Patients who were randomly assigned to the study who received at least one dose of the treatment were evaluated for safety. In the Keytruda group and placebo group, 99% and 100% of patients experienced any-grade treatment-related side effects, respectively. The rates of grade 3 or 4 side effects were 58% and 50%, respectively.
The rates of serious side effects were 26% and 23%, respectively. Four patients (1%) in the Keytruda arm and three patients (1%) in the placebo arm died due to treatment-related side effects. Discontinuation of any drug due to side effects occurred in 36% and 33% of patients treated with Keytruda versus placebo, respectively.

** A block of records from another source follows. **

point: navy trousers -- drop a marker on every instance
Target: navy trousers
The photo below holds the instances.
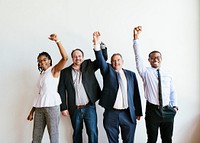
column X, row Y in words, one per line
column 159, row 118
column 113, row 119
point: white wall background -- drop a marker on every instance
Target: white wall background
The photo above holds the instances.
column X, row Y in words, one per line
column 173, row 27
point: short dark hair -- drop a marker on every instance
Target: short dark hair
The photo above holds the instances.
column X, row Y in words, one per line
column 46, row 55
column 77, row 50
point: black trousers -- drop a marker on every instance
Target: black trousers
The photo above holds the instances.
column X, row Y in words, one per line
column 159, row 118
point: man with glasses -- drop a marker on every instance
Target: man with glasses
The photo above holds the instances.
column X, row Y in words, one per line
column 161, row 105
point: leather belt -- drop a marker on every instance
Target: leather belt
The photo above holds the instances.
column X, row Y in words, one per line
column 82, row 106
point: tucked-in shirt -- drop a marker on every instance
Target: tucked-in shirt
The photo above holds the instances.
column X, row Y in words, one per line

The most frequent side effects of any grade included diarrhea at 47% in the Keytruda group and 42% in the placebo group, nausea at 44% in the Keytruda group and 44% in the placebo group and anemia at 31% in the Keytruda group and 33% in the placebo group.
Janjigian concluded by saying that although the PFS data suggest consideration of this regimen as a first-line treatment option for patients with metastatic HER2-positive gastric/GEJ cancer, the OS benefits of this regimen are yet to be determined.